食肉卸大手のスターゼンと、鹿児島県で和牛生産を行う水迫畜産グループは、このほど業務提携10周年を迎えた。
両社は11月21日に会見を実施。スターゼンの横田和彦社長は「水迫さんとは、個人的には06年に量販事業部にいた頃からお付き合いがあった。生産者がよく見える農産物の確保へ、川上の囲い込みを業界が進めている時期だった。もっと長いスパンで取り組もうということで昔からの関係もあって提携する運びとなり、あっという間の10年だった」と振り返った。
和牛のおいしさを次世代につなぐため、持続可能な肥育方法の確立を目指す水迫畜産。「牛に優しく」「人に優しく」「環境に優しい」を今後の取り組みテーマに掲げる。
肉が真っ白くなるほどのサシの多さを競う霜降り肉ではなく、健康的に育ち適度なサシの入った牛肉の生産を目指しているのが同社の特徴だ。
「なぜ霜降りの肉を目指さないかといえば、牛の命をいただくうえで、真っ白い肉が良い肉だとは思っていないから」と語る、水迫畜産の水迫栄治社長。
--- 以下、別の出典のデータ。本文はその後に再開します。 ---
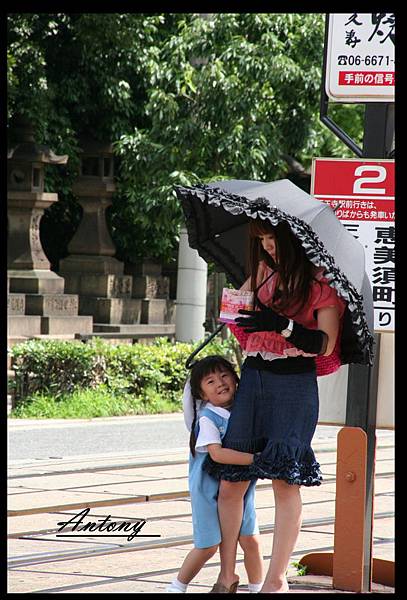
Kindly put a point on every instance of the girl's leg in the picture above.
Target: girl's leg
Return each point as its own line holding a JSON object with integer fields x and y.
{"x": 194, "y": 562}
{"x": 230, "y": 510}
{"x": 253, "y": 559}
{"x": 286, "y": 529}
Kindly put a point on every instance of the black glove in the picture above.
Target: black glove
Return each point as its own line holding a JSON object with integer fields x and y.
{"x": 261, "y": 320}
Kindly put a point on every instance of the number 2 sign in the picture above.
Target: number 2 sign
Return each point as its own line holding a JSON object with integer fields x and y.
{"x": 362, "y": 194}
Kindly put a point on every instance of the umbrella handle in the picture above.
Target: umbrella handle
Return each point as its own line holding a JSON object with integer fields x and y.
{"x": 188, "y": 364}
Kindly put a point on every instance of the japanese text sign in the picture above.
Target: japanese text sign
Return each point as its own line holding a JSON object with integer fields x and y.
{"x": 362, "y": 194}
{"x": 360, "y": 57}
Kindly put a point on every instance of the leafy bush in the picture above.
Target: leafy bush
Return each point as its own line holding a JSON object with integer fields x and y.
{"x": 67, "y": 379}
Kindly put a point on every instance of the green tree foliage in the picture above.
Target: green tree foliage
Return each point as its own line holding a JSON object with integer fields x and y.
{"x": 185, "y": 98}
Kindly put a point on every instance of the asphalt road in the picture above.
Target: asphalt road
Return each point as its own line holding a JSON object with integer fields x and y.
{"x": 41, "y": 439}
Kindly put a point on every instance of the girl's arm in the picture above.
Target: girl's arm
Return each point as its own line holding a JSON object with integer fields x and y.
{"x": 227, "y": 456}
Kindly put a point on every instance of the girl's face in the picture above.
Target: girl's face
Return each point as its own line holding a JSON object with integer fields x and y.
{"x": 268, "y": 242}
{"x": 218, "y": 388}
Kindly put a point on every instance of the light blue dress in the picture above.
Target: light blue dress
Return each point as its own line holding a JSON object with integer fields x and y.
{"x": 204, "y": 493}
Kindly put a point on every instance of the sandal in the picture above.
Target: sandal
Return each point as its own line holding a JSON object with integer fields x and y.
{"x": 219, "y": 588}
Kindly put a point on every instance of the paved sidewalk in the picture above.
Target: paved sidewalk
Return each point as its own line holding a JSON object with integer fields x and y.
{"x": 155, "y": 487}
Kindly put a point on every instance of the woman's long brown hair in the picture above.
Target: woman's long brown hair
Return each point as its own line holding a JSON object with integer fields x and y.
{"x": 295, "y": 271}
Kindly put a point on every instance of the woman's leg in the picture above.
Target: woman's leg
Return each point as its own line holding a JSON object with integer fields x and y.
{"x": 286, "y": 529}
{"x": 253, "y": 559}
{"x": 194, "y": 562}
{"x": 230, "y": 510}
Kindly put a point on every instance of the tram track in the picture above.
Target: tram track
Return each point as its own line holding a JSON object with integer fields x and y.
{"x": 145, "y": 464}
{"x": 56, "y": 556}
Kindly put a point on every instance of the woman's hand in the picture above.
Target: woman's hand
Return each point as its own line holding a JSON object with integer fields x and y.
{"x": 261, "y": 320}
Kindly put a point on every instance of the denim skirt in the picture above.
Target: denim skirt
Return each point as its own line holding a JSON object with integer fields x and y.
{"x": 274, "y": 416}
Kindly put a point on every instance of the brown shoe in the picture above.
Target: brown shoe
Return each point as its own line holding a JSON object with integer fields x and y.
{"x": 219, "y": 588}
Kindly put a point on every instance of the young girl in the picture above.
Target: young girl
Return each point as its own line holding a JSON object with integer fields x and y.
{"x": 209, "y": 396}
{"x": 276, "y": 406}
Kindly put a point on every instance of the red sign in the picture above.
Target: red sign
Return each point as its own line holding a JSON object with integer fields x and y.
{"x": 359, "y": 190}
{"x": 365, "y": 78}
{"x": 362, "y": 194}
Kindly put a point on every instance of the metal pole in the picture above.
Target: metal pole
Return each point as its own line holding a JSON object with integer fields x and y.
{"x": 361, "y": 404}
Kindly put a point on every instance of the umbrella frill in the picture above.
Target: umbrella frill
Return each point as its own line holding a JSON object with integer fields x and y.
{"x": 295, "y": 465}
{"x": 315, "y": 250}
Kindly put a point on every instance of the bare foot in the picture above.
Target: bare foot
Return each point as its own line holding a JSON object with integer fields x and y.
{"x": 275, "y": 587}
{"x": 228, "y": 581}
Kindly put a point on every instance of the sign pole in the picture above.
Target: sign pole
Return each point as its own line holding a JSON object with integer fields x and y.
{"x": 371, "y": 81}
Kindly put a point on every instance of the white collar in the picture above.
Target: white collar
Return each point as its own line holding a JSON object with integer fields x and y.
{"x": 219, "y": 410}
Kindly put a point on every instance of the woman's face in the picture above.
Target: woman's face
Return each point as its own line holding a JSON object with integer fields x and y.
{"x": 268, "y": 242}
{"x": 218, "y": 388}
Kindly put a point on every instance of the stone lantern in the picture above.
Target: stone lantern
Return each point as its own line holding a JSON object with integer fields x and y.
{"x": 27, "y": 201}
{"x": 92, "y": 248}
{"x": 37, "y": 303}
{"x": 91, "y": 269}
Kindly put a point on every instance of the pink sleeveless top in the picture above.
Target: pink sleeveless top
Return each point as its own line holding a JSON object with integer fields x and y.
{"x": 272, "y": 345}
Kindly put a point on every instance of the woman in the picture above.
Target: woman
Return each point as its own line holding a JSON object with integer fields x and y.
{"x": 276, "y": 406}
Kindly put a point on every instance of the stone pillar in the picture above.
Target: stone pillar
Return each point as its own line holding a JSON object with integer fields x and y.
{"x": 191, "y": 293}
{"x": 153, "y": 289}
{"x": 36, "y": 303}
{"x": 91, "y": 269}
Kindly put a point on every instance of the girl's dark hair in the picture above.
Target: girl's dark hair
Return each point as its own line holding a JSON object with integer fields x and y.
{"x": 199, "y": 370}
{"x": 295, "y": 271}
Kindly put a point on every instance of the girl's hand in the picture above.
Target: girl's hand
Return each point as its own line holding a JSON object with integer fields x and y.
{"x": 261, "y": 320}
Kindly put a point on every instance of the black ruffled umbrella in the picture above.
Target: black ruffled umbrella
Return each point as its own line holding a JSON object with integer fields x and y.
{"x": 217, "y": 217}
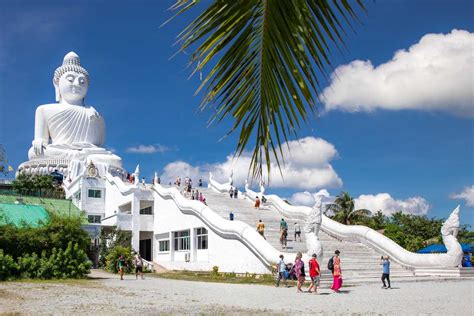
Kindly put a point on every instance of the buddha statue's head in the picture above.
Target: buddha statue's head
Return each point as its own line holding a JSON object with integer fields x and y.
{"x": 71, "y": 81}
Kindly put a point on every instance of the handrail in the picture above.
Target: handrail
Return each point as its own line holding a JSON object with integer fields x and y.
{"x": 368, "y": 237}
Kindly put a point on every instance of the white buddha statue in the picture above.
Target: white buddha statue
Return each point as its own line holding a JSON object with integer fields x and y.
{"x": 69, "y": 130}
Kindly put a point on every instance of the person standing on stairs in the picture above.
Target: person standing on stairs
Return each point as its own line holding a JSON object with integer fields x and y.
{"x": 385, "y": 262}
{"x": 314, "y": 273}
{"x": 281, "y": 266}
{"x": 261, "y": 228}
{"x": 297, "y": 231}
{"x": 334, "y": 265}
{"x": 299, "y": 271}
{"x": 283, "y": 233}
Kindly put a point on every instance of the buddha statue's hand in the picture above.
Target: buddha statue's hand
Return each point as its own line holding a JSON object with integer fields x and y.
{"x": 38, "y": 146}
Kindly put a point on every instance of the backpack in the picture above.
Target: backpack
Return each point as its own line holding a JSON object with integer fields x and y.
{"x": 331, "y": 264}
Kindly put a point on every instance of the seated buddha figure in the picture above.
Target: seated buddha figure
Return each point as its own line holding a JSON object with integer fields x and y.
{"x": 69, "y": 129}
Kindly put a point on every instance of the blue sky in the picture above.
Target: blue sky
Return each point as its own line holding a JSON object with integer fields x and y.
{"x": 415, "y": 155}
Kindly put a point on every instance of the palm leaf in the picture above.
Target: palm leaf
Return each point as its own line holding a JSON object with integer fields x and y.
{"x": 265, "y": 58}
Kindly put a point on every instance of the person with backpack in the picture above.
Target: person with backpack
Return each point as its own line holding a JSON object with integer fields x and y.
{"x": 314, "y": 273}
{"x": 334, "y": 264}
{"x": 138, "y": 266}
{"x": 120, "y": 265}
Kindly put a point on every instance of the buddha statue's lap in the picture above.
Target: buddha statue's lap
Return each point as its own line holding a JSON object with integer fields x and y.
{"x": 69, "y": 130}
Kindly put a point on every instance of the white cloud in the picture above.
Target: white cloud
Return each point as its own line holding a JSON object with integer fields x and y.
{"x": 307, "y": 167}
{"x": 388, "y": 205}
{"x": 435, "y": 74}
{"x": 182, "y": 169}
{"x": 147, "y": 149}
{"x": 467, "y": 194}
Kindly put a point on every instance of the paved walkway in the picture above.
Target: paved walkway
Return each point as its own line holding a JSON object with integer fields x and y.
{"x": 108, "y": 295}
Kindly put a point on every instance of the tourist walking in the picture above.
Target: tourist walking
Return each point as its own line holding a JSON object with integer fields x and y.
{"x": 121, "y": 263}
{"x": 385, "y": 271}
{"x": 334, "y": 265}
{"x": 261, "y": 228}
{"x": 314, "y": 273}
{"x": 297, "y": 231}
{"x": 281, "y": 270}
{"x": 298, "y": 268}
{"x": 257, "y": 203}
{"x": 138, "y": 261}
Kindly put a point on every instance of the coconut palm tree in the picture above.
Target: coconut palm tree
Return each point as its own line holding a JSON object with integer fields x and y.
{"x": 343, "y": 210}
{"x": 266, "y": 59}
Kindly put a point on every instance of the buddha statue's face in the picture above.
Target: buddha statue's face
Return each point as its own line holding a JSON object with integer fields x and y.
{"x": 73, "y": 87}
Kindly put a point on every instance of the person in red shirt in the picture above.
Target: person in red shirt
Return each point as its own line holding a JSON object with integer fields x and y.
{"x": 314, "y": 273}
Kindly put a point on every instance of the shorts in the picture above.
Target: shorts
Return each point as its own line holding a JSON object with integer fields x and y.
{"x": 315, "y": 280}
「提携当時は農業の6次産業化が盛んに言われていた時期だったが、6次化をうち単体でやるのは難しかった」と提携に至った背景を説明したうえで、「提携のプラス面は多々あり、情報共有によって年間の出荷計画を安定的に立てることが可能に。社員同士でも深い信頼関係を築けたことで、互いに信頼して本音で言えるようになった。この節目に、さらに今後の10年を見据えて関係強化を図りたい」と展望を語った。